Indeed, most of us say, “Lord, I am not worthy,” when we sense the
call from God. (There is ample reason to believe that those who are
deeply convinced of their worthiness to speak for God will later end
up on the front pages of scandal sheets.) We venture forth, as St.
Teresa of Avila indicated, to be the hands and feet and voice of Jesus
in the world, and we go through some transformative event, or series
of events. We are strengthened by the promises of God, who says, “The
word is very near to you. It is in your mouth and your heart for you
to observe.” We know that, just as God hears our prayers with
mercy—that is, with holy connection to his beloved creations—so we are
called to the mercy that the Samaritan showed the Jew. The knowledge
and understanding mentioned in today’s collect are not enough. We need
grace and power to accomplish the things God calls us to do. In God’s
divine economy, knowledge and understanding lead to accomplishment.
All Christians are called to something.

 We had best undertake the demands of our call in great humility: “he
guides the humble in doing right and teaches his way to the lowly.”
Humility is to remember that we come from humus, the earth.
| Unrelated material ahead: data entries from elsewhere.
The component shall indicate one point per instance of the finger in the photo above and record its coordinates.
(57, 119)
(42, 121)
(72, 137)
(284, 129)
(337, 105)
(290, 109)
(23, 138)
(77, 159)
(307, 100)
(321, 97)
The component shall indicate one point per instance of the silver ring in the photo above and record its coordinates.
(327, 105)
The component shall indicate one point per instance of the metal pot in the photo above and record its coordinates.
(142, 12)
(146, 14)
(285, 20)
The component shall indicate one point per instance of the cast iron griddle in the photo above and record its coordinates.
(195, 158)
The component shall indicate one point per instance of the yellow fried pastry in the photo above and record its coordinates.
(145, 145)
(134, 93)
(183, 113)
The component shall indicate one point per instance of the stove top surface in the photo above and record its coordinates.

Such
remembrance is the foundation of right action, as well as of wisdom.
Yet, at some point in our travels, the prayer to God turns from, “O
God, send anyone but me, because I am a sinner” as so many of the
prophets said when first called, to “Speak Lord, for your servant
hears,” as Samuel said, and eventually to “Here am I; send me!” as
Isaiah said to God.

 Once we acknowledge that we belong to Jesus, the unexpected always
happens. God tells the prophet Ezekiel, “Know that all lives are mine;
the life of the parent as well as the life of the child is mine.” As
we seek to learn what our call is, in a rich and surprising process
known as discernment, we may be called from familiar places of witness
to places we have not expected, and may feel, with the prophet Jonah,
that the travel in the belly of the whale is not the way we would
choose to spend our time. Yet, as Thomas Merton said in The Sign of
Jonah , “We all travel towards our destiny in the belly of a paradox.”
A literary prophetic voice puts it this way:

 “If it were not for the honor of it,” said Mark Twain of being
tarred, feathered and ridden out of town of a rail after writing a
newspaper editorial that called certain people to account, “I would
just as soon have passed it up.”

 At some point our own preferences and expectations lose their power;
we go where we are called. This is how we find ourselves standing at
the bed of a nursing home patient who needs to have her colostomy bag
changed; looking into the sole remaining eye of an Iraq veteran;
serving lunch to homeless people in a park; or flying into Haiti with
a container box of rice, powdered milk, diapers, tents and clean
water.

Some people put tremendous resistance into living life fully in Jesus
Christ, and wonder why they feel bad all the time. There is a kind of
spiritual influenza that results from ignoring your call and
struggling with the will of God. The cure for it is to walk the way of
the Cross.

Be aware: once you begin to walk the Way of the Cross, your life is no
longer your own. At the same time, you will discover that, in the Body
of Jesus Christ, you have never been more truly yourself. For which
God be praised. Alleluia. AMEN.

May the memory of Ann Capers Limehouse be blessed. AMEN.